The Technical Solution

LED System

The video design centred on a 12-sided cylindrical LED structure built using ROE Visual Vanish V8T and ROE Strip products. Selected for transparency, weight, rigging speed and touring reliability, the screens moved independently throughout the show, rising from stage level and reconfiguring for each song. Brompton Tessera SX40 processing with fibre-based Tessera XD distribution provided the responsiveness and colour accuracy required for fully live visuals.

Camera Infrastructure

All cameras were operated remotely to maintain a clean 360-degree environment:

  • 2 × Panasonic AW-UE150 cameras on 16-metre curved tracks

  • 6 × additional PTZ cameras positioned around the stage

  • 20 × Blackmagic G2 cameras across static, gimbal and pedestal systems


Camera feeds served multiple roles, including live Notch content generation, technical monitoring and creative reference.

Control and Processing

Disguise GX 3 servers powered the heavy real-time Notch workload and complex dynamic mappings. Previsualisation in Disguise Designer allowed video and lighting interactions to be resolved before arriving on site. The entire show ran without timecode. Visual cues were triggered manually using Sockpuppet, enabling the system to respond instinctively to the band’s performance.

Network Architecture

Universal Pixels designed a fully redundant network built around 12 Netgear AV Line M4250 switches. Multiple VLANs separated camera control, Notch processing, tracking data and LED distribution, ensuring system stability and fault isolation.

Crew and Delivery

Universal Pixels supplied a touring crew of 10 specialists across LED, cameras, systems engineering and control. Departments were connected through a central communications system, enabling rapid coordination between video, lighting, rigging and stage management.

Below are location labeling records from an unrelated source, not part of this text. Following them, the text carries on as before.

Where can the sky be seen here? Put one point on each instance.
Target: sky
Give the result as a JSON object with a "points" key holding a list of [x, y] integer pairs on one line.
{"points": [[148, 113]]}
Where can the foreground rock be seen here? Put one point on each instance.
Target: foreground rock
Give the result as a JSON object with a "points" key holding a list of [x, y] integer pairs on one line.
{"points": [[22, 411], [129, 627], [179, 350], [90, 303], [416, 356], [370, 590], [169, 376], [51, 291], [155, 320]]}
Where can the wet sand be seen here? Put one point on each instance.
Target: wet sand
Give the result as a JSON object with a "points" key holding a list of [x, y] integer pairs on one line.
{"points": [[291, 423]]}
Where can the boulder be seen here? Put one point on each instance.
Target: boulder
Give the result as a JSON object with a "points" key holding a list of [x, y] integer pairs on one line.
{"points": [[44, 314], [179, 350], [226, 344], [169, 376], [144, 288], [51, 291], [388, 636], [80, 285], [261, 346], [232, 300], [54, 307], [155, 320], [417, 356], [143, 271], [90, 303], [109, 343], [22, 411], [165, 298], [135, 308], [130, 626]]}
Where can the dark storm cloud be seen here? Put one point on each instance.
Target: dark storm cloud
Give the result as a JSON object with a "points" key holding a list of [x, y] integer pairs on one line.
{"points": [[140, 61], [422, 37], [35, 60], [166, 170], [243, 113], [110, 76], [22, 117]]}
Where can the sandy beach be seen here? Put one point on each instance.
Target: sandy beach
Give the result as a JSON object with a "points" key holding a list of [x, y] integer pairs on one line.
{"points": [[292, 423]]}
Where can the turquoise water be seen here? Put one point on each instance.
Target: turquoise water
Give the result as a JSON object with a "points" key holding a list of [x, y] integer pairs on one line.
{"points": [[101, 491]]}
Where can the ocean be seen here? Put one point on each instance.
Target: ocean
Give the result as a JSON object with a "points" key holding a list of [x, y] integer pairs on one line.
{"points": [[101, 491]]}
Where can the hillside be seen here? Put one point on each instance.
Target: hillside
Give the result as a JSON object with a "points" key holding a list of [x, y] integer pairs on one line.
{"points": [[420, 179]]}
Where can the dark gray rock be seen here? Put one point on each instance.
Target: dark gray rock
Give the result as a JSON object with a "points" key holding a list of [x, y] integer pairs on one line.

Custom solutions included bespoke camera connection units, power distribution to reduce cabling complexity, custom camera control software for miniature cameras and a dedicated PPU.


The Result

The tour delivered a fully live, in-the-round video experience that evolved uniquely each night. Video became an expressive, responsive element of the performance rather than a pre-programmed backdrop. For Universal Pixels, the project represents one of the most complex system builds undertaken to date. More importantly, it demonstrated how carefully designed technical infrastructure can remove constraints and allow creative ambition to thrive.